The two-year course will involve around 1,800 hours focusing on three main elements – a technical qualification, a work placement and basic maths, English and digital skills. By comparison, a single A Level typically involves 360 hours of guided learning, plus additional non-guided study time.

Students will spend most of their time in the classroom, where they will learn about their chosen industry through a mixture of core theory and specialist skills.

The practical part of the course will be on-the-job experience through an industry placement of at least 315 hours – about 45 days. Employers will be able to offer placements as a block, day release or a combination of these.

Why choose T Levels?

A Levels remain the most popular choice for post-16 students but increasing numbers, looking for an alternative to academic study, are taking the vocational route.

The problem with that, according to the DfE, is that there is a bewildering choice of 12,000 qualifications at all levels, offered by more than 150 awarding bodies.
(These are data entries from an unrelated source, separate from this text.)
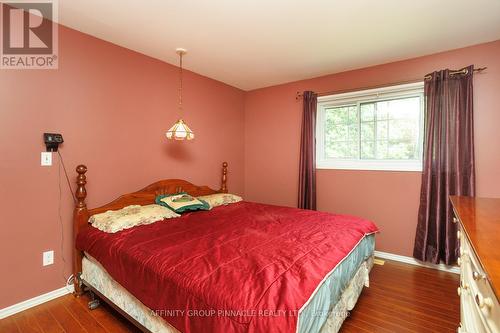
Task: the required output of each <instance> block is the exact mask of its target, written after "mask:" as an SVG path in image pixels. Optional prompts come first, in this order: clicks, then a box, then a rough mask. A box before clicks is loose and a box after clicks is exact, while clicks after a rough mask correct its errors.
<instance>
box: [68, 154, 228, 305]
mask: <svg viewBox="0 0 500 333" xmlns="http://www.w3.org/2000/svg"><path fill="white" fill-rule="evenodd" d="M227 167H228V164H227V162H224V163H222V179H221V187H220V189H219V190H214V189H211V188H210V187H208V186H197V185H194V184H192V183H190V182H188V181H186V180H182V179H165V180H160V181H158V182H156V183H153V184H150V185H148V186H146V187H145V188H143V189H142V190H139V191H137V192H133V193H127V194H124V195H122V196H120V197H118V198H117V199H115V200H113V201H112V202H110V203H108V204H105V205H104V206H101V207H97V208H92V209H88V208H87V204H86V202H85V199H86V198H87V189H86V187H85V185H86V184H87V176H86V173H87V167H86V166H85V165H79V166H77V167H76V172H77V173H78V176H77V178H76V193H75V196H76V205H75V210H74V214H73V241H74V242H75V241H76V236H77V235H78V232H79V231H80V230H81V229H82V228H83V227H85V226H86V225H87V223H88V220H89V217H90V216H91V215H94V214H99V213H103V212H105V211H107V210H117V209H121V208H123V207H126V206H130V205H149V204H154V203H155V198H156V196H157V195H159V194H166V193H178V192H187V193H189V194H191V195H192V196H200V195H209V194H215V193H227ZM82 259H83V252H82V251H79V250H78V249H77V248H76V247H75V248H74V256H73V276H74V277H75V279H74V285H75V295H76V296H79V295H81V293H82V284H81V280H80V274H81V272H82Z"/></svg>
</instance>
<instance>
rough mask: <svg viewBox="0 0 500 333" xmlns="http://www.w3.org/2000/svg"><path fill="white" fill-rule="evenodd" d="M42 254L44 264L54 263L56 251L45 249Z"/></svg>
mask: <svg viewBox="0 0 500 333" xmlns="http://www.w3.org/2000/svg"><path fill="white" fill-rule="evenodd" d="M42 256H43V265H44V266H48V265H52V264H53V263H54V251H45V252H44V253H43V255H42Z"/></svg>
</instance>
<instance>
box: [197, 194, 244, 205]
mask: <svg viewBox="0 0 500 333" xmlns="http://www.w3.org/2000/svg"><path fill="white" fill-rule="evenodd" d="M197 198H198V199H200V200H203V201H206V202H207V203H208V204H209V205H210V208H214V207H217V206H226V205H229V204H232V203H235V202H240V201H242V200H243V199H242V198H241V197H239V196H237V195H235V194H230V193H216V194H210V195H203V196H200V197H197Z"/></svg>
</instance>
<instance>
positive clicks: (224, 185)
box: [220, 162, 227, 193]
mask: <svg viewBox="0 0 500 333" xmlns="http://www.w3.org/2000/svg"><path fill="white" fill-rule="evenodd" d="M220 192H222V193H227V162H223V163H222V182H221V186H220Z"/></svg>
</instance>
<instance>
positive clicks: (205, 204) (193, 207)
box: [155, 192, 210, 213]
mask: <svg viewBox="0 0 500 333" xmlns="http://www.w3.org/2000/svg"><path fill="white" fill-rule="evenodd" d="M155 201H156V203H157V204H158V205H162V206H165V207H168V208H170V209H171V210H173V211H174V212H176V213H183V212H185V211H187V210H209V209H210V205H209V204H208V203H206V202H205V201H203V200H198V199H196V198H195V197H192V196H190V195H189V194H187V193H186V192H179V193H175V194H167V195H159V196H157V197H156V200H155Z"/></svg>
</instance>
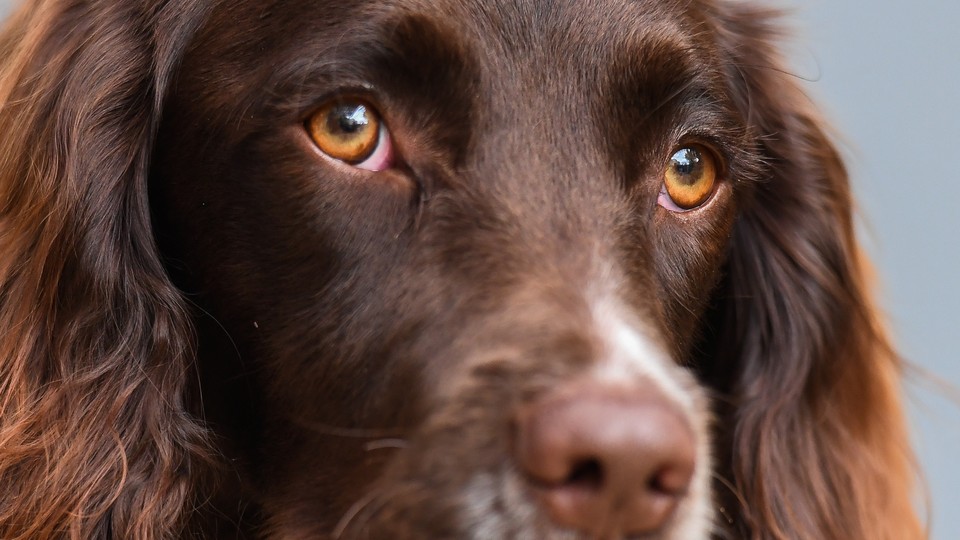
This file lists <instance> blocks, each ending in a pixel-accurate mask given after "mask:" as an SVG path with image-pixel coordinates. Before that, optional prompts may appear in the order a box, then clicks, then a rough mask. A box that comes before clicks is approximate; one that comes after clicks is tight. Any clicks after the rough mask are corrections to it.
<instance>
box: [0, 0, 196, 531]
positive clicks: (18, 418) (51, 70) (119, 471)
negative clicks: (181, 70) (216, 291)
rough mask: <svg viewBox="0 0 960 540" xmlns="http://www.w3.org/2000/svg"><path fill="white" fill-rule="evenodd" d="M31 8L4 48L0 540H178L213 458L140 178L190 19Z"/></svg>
mask: <svg viewBox="0 0 960 540" xmlns="http://www.w3.org/2000/svg"><path fill="white" fill-rule="evenodd" d="M26 4H27V5H25V6H24V7H23V8H22V10H21V11H20V12H19V13H17V14H16V15H15V16H14V18H13V19H12V20H11V21H10V22H9V23H8V24H7V27H6V29H5V31H4V32H3V34H2V35H0V51H2V54H0V538H54V537H60V536H68V537H71V538H96V537H101V538H103V537H115V538H167V537H173V536H177V535H178V531H180V529H181V527H182V526H183V523H184V511H185V510H187V509H191V508H195V504H196V502H197V501H194V500H193V497H194V493H193V490H194V486H195V484H196V482H197V480H198V479H197V477H198V474H199V471H200V470H202V469H203V468H204V467H205V465H204V460H205V459H206V456H207V450H206V444H205V433H204V431H203V429H202V428H201V427H200V425H199V424H198V422H197V421H196V420H195V419H194V418H193V417H192V416H191V414H190V413H189V412H188V410H187V400H188V398H187V391H186V388H187V384H186V383H187V380H188V371H189V370H190V366H189V363H190V359H191V351H190V347H189V344H190V343H191V340H192V338H191V335H190V329H189V326H188V323H187V318H186V316H185V313H184V310H183V309H182V307H181V300H180V298H179V296H178V294H177V291H176V290H175V289H174V287H173V286H172V285H171V283H170V282H169V281H168V279H167V277H166V275H165V272H164V268H163V266H162V265H161V261H160V258H159V255H158V252H157V250H156V248H155V246H154V240H153V237H152V232H151V223H150V215H149V210H148V202H147V189H146V182H147V178H146V174H147V173H146V171H147V166H148V161H149V157H150V151H151V149H150V147H151V140H152V137H153V134H154V131H155V129H156V124H157V122H158V117H159V113H160V103H161V100H162V93H163V88H164V86H165V84H166V83H165V81H166V79H167V77H168V76H169V71H170V70H171V69H172V66H173V65H174V63H175V60H176V56H177V55H178V50H177V48H178V45H177V44H178V43H182V42H183V39H181V37H182V36H183V35H186V33H188V32H189V31H190V30H191V29H190V28H189V27H187V26H185V25H183V24H181V21H187V20H197V21H199V20H201V15H200V14H198V13H196V8H194V7H191V6H190V4H189V3H188V2H185V1H179V0H171V1H166V2H148V1H146V0H143V1H136V0H134V1H126V2H115V1H109V2H108V1H92V0H91V1H81V0H72V1H71V0H37V1H35V2H27V3H26ZM152 4H156V5H152Z"/></svg>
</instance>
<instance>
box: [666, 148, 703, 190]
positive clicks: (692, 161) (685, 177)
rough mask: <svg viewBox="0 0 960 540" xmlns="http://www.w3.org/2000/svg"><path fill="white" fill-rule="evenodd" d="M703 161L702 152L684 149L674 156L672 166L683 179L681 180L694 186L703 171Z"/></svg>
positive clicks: (695, 150)
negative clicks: (699, 174) (702, 162)
mask: <svg viewBox="0 0 960 540" xmlns="http://www.w3.org/2000/svg"><path fill="white" fill-rule="evenodd" d="M702 161H703V160H702V158H701V156H700V152H698V151H697V150H696V149H693V148H684V149H682V150H680V151H678V152H677V153H675V154H673V157H672V158H671V165H672V166H673V170H674V171H675V172H676V173H677V175H679V176H680V177H681V180H683V181H685V183H688V184H694V183H696V181H697V177H698V176H699V173H700V172H702V170H703V163H702Z"/></svg>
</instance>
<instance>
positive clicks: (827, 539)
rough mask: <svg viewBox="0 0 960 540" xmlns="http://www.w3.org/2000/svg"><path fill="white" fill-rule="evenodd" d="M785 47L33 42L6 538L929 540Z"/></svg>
mask: <svg viewBox="0 0 960 540" xmlns="http://www.w3.org/2000/svg"><path fill="white" fill-rule="evenodd" d="M773 15H774V14H772V13H771V12H768V11H765V10H763V9H762V8H759V7H756V6H753V5H752V4H749V3H746V2H734V1H733V0H692V1H660V0H577V1H573V0H551V1H548V0H542V1H537V2H529V1H518V0H490V1H487V0H484V1H466V0H457V1H454V0H430V1H426V0H377V1H374V0H346V1H343V0H341V1H333V0H313V1H309V2H304V1H293V0H240V1H234V2H213V1H210V0H123V1H121V0H36V1H33V2H27V3H25V4H24V5H23V7H22V8H21V9H20V11H18V12H17V13H16V14H15V15H14V16H13V17H12V19H11V20H10V22H9V23H8V25H7V26H6V28H5V29H4V30H3V31H0V133H2V134H3V135H2V136H0V538H5V539H6V538H11V539H28V538H29V539H33V538H61V537H68V538H71V540H81V539H89V538H98V539H101V538H102V539H107V538H124V539H126V538H132V539H151V540H152V539H155V538H183V537H200V538H264V537H265V538H283V539H287V538H311V539H313V538H330V539H340V540H352V539H356V540H360V539H363V538H377V539H379V538H399V539H417V540H421V539H440V538H458V539H459V538H468V539H477V540H489V539H493V538H522V539H526V538H538V539H539V538H544V539H556V540H575V539H603V540H607V539H611V540H613V539H626V538H630V539H633V538H644V539H656V540H698V539H705V538H710V537H713V538H754V539H763V540H767V539H771V540H784V539H788V538H816V539H823V540H849V539H860V538H869V539H871V540H874V539H877V540H904V539H909V540H915V539H918V538H922V537H923V533H922V530H921V527H920V525H919V524H918V521H917V518H916V515H915V512H914V511H913V508H912V505H911V497H910V496H911V486H912V472H911V468H910V463H911V455H910V451H909V448H908V445H907V437H906V435H905V429H904V426H903V420H902V413H901V408H900V403H899V398H898V378H899V375H900V370H901V363H900V360H899V357H898V356H897V355H896V353H895V351H894V350H893V348H892V347H891V346H890V344H889V342H888V340H887V338H886V336H885V334H884V332H883V327H882V325H881V324H879V323H878V322H877V317H876V315H875V313H874V310H873V306H872V303H871V301H870V296H869V294H868V292H867V283H866V280H865V277H864V276H865V274H867V270H865V268H864V267H865V266H866V262H865V261H864V260H863V258H862V257H861V255H860V253H859V249H858V245H857V241H856V238H855V235H854V228H853V226H852V218H851V215H852V211H851V209H852V207H853V202H852V200H851V196H850V189H849V185H848V182H847V177H846V173H845V171H844V167H843V164H842V163H841V161H840V158H839V156H838V154H837V152H836V151H835V149H834V147H833V145H832V144H831V142H830V140H829V138H828V137H827V135H826V129H825V128H824V124H823V122H822V120H821V119H820V117H819V116H818V114H817V112H816V111H815V109H814V108H813V106H812V105H811V104H810V102H809V100H808V99H807V98H806V97H805V96H804V95H803V93H802V91H801V89H800V88H799V87H798V86H797V80H796V78H795V77H793V76H791V75H790V74H789V72H787V71H786V70H784V69H783V67H782V66H783V63H782V62H781V60H780V58H779V57H778V55H777V54H776V52H775V49H774V47H773V45H772V43H773V41H774V40H775V39H776V38H777V37H778V36H779V35H780V34H779V30H778V28H777V26H776V25H775V24H773V22H772V21H773V19H774V16H773Z"/></svg>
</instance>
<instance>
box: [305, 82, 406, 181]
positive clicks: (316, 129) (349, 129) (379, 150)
mask: <svg viewBox="0 0 960 540" xmlns="http://www.w3.org/2000/svg"><path fill="white" fill-rule="evenodd" d="M306 128H307V131H308V132H309V134H310V138H311V139H313V142H314V144H316V145H317V148H319V149H320V151H321V152H323V153H324V154H326V155H327V156H329V157H331V158H333V159H335V160H338V161H342V162H344V163H346V164H348V165H352V166H354V167H357V168H359V169H366V170H371V171H382V170H384V169H387V168H389V167H390V165H392V162H393V146H392V142H391V140H390V132H389V131H387V128H386V126H385V125H384V123H383V121H382V120H381V118H380V115H379V114H378V113H377V111H376V110H375V109H374V108H373V107H371V106H370V105H369V104H368V103H366V102H364V101H361V100H343V99H338V100H334V101H330V102H327V103H325V104H324V105H323V106H321V107H320V109H318V110H317V111H316V112H315V113H313V114H312V115H311V116H310V118H309V119H307V123H306Z"/></svg>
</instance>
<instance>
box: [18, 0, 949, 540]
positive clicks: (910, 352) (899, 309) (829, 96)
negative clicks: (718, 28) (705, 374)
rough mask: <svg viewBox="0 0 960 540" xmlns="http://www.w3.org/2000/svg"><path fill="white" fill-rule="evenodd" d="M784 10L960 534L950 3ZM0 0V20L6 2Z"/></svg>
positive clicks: (895, 4)
mask: <svg viewBox="0 0 960 540" xmlns="http://www.w3.org/2000/svg"><path fill="white" fill-rule="evenodd" d="M774 1H778V2H779V3H780V4H781V5H788V6H791V7H792V9H793V13H792V14H791V16H790V17H789V19H788V20H789V22H790V23H791V25H792V27H793V28H794V29H795V30H796V38H795V39H794V40H793V41H792V42H791V44H790V45H789V46H788V47H787V51H788V54H789V57H790V58H791V60H792V63H793V71H794V72H795V73H796V74H797V75H798V76H800V77H802V78H804V79H806V80H809V81H810V82H809V84H807V87H808V90H809V92H810V94H811V95H812V96H813V97H815V98H816V99H817V100H818V101H819V102H820V103H821V104H822V105H823V106H824V109H825V110H826V111H827V112H828V116H829V117H830V118H832V119H833V121H834V124H835V126H836V127H837V128H838V130H839V132H840V133H841V134H842V136H843V138H842V146H843V148H844V151H845V153H846V154H847V158H848V164H849V166H850V169H851V172H852V174H853V176H854V182H855V188H856V190H857V193H858V196H859V199H860V204H861V208H860V210H861V214H862V218H863V220H862V221H863V223H864V227H863V229H862V232H863V238H864V240H865V242H866V243H867V245H868V247H869V249H870V252H871V253H872V254H873V257H874V260H875V262H876V263H877V266H878V267H879V272H880V276H881V280H882V285H883V289H882V291H881V295H882V296H881V298H882V303H883V306H884V308H885V309H886V311H887V313H888V315H889V318H890V320H891V326H892V327H893V328H894V332H895V335H896V337H897V341H898V343H899V344H900V347H901V349H902V351H903V352H904V354H905V355H906V356H907V357H908V358H909V359H910V360H911V361H912V362H913V363H914V365H915V366H916V370H915V371H914V373H913V374H912V376H911V378H910V381H909V382H908V384H907V395H908V400H909V405H910V414H911V425H912V429H913V434H914V439H915V442H916V446H917V450H918V454H919V457H920V462H921V464H922V466H923V468H924V471H925V474H926V478H927V482H928V484H929V488H930V493H931V501H932V503H931V507H932V508H931V511H932V526H933V535H932V538H934V539H935V540H956V539H957V538H960V511H958V510H957V509H958V508H960V493H958V491H960V466H958V465H957V461H958V460H960V406H958V404H957V402H955V401H950V400H949V399H947V397H945V396H946V395H947V394H949V393H950V392H953V393H954V395H955V396H956V395H957V392H956V390H944V389H943V388H942V387H943V383H947V384H949V385H952V386H953V387H955V388H956V387H960V363H958V362H956V361H955V359H956V357H957V349H958V347H957V345H956V341H955V340H956V338H957V337H958V335H960V315H958V310H960V286H958V283H957V280H958V279H960V249H958V247H960V242H958V236H960V235H958V232H960V231H958V229H960V209H958V206H960V135H958V131H960V100H958V93H960V27H958V25H957V22H958V21H960V2H956V1H955V0H915V1H909V2H908V1H907V0H899V1H894V0H808V1H805V2H804V1H803V0H774ZM13 3H14V2H13V1H12V0H0V17H2V15H4V14H5V12H7V11H8V10H9V9H10V7H11V6H12V5H13Z"/></svg>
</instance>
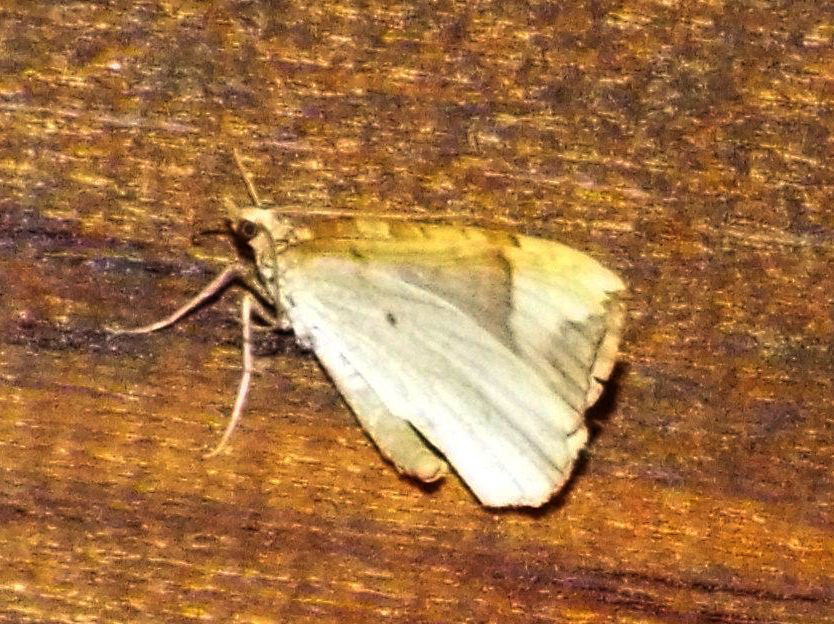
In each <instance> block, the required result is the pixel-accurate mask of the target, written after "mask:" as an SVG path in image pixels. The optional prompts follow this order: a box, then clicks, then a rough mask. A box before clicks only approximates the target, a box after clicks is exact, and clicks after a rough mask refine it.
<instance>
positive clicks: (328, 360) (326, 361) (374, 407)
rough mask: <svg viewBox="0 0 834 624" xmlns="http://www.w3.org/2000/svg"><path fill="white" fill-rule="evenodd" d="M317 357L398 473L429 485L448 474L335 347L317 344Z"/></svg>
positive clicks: (428, 448)
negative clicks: (398, 472)
mask: <svg viewBox="0 0 834 624" xmlns="http://www.w3.org/2000/svg"><path fill="white" fill-rule="evenodd" d="M316 355H317V357H318V358H319V360H320V361H321V363H322V365H323V366H324V367H325V368H326V369H327V370H328V371H329V373H330V376H331V377H332V378H333V381H334V383H335V384H336V387H337V388H338V389H339V392H341V393H342V396H343V397H344V399H345V401H347V404H348V405H350V408H351V410H353V413H354V414H355V415H356V419H357V420H358V421H359V422H360V423H361V424H362V427H363V428H364V429H365V431H366V432H367V433H368V435H369V436H370V437H371V439H372V440H373V441H374V443H375V444H376V446H377V448H378V449H379V450H380V452H381V453H382V454H383V455H384V456H385V457H386V458H387V459H389V460H390V461H391V462H392V463H393V464H394V466H396V468H397V470H398V471H399V472H402V473H404V474H407V475H409V476H412V477H415V478H417V479H419V480H420V481H424V482H432V481H436V480H438V479H441V478H443V476H445V474H446V473H447V472H448V466H447V465H446V462H444V461H443V460H442V459H440V458H439V457H438V456H437V454H436V453H435V452H434V451H433V450H432V449H431V448H429V447H428V446H427V445H426V443H425V442H424V441H423V440H422V438H420V436H419V435H418V434H417V432H416V431H415V430H414V428H413V427H412V426H411V425H410V424H409V423H408V421H406V420H403V419H402V418H400V417H399V416H397V415H396V414H393V413H391V411H390V410H389V409H388V408H387V407H386V406H385V404H384V403H383V402H382V400H381V399H380V398H379V395H377V393H376V392H375V391H374V389H373V388H372V387H371V386H369V385H368V383H367V382H366V381H365V380H364V379H363V378H362V376H361V375H360V374H359V373H358V372H357V371H356V369H355V368H354V367H353V365H352V364H351V362H350V360H348V359H347V358H346V357H345V356H344V354H343V353H341V352H340V350H339V348H338V345H336V344H335V343H327V342H324V343H322V342H318V343H317V348H316Z"/></svg>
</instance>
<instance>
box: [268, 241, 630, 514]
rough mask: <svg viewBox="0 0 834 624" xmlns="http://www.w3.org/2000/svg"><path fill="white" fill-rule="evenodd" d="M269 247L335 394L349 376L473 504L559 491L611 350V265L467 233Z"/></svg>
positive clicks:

Controversially, funding is being cut from about 40% of these courses as the government attempts to streamline vocational qualifications, making T Levels a major alternative to both A Levels and apprenticeships.

Students who successfully complete a T Level will have a qualification equivalent to three A Levels and will receive a nationally recognised certificate.

The DfE said the aim was to ensure all qualifications were high-quality, necessary, and supported students to progress into employment or further study.

How do T Level grades compare to A Levels?

At the end of the course, students will be awarded one of four overall grades, ranging from pass to distinction*. The highest grade is equivalent to three A*s at A Level and the lowest pass is equivalent to three Ds.

T Levels are intended to be prestigious qualifications that open doors to either skilled employment, higher apprenticeships or higher education. For students wanting to go on to university, T Levels are worth the same number of UCAS points as A Levels.

How are T Levels different from apprenticeships?

Apprenticeships suit those students who feel ready for the workplace at 16 years, want to earn while learning, and have already chosen a specific occupation. They spend about 80% of their time with an employer, learning ‘on the job’, and 20% in the classroom.

This is the reverse of the T Level, which will involve 80% classroom work and 20% work placement. Students will gain a much broader idea of what it’s like to work in a certain sector, with the opportunity to specialise later.

What and where can I study?

T Levels are being introduced from September across England at selected colleges, schools and other providers. You can search here for providers.

In the first year, three T Levels will be available in these subjects:

  • Design, surveying and planning for construction
  • Digital production, design and development
  • Education and childcare

Seven more will follow in 2021, with the rest (25 in total) over the following two years.

What are people saying about T Levels?

There isn’t universal support for the government’s proposed sweeping changes to vocational courses.

Although, no one is yet finding fault with the new T Level, there are concerns about the loss of so many of the existing vocational courses.

Introducing tougher, more prestigious technical qualifications may be a good thing, but many believe this will be at the expense of courses designed to support the most disadvantaged.

Undersubscribed courses are likely to be axed, but there are others, aimed at students who struggle to learn or those with learning and physical disabilities, that are also under threat.

Tom Bewick, the head of the Federation of Awarding Bodies, told BBC Radio 4’s Today programme: “We have got young people, who are leaving school who are turned off by classroom learning. They need opportunities for learning by doing, to get practical vocational qualifications.”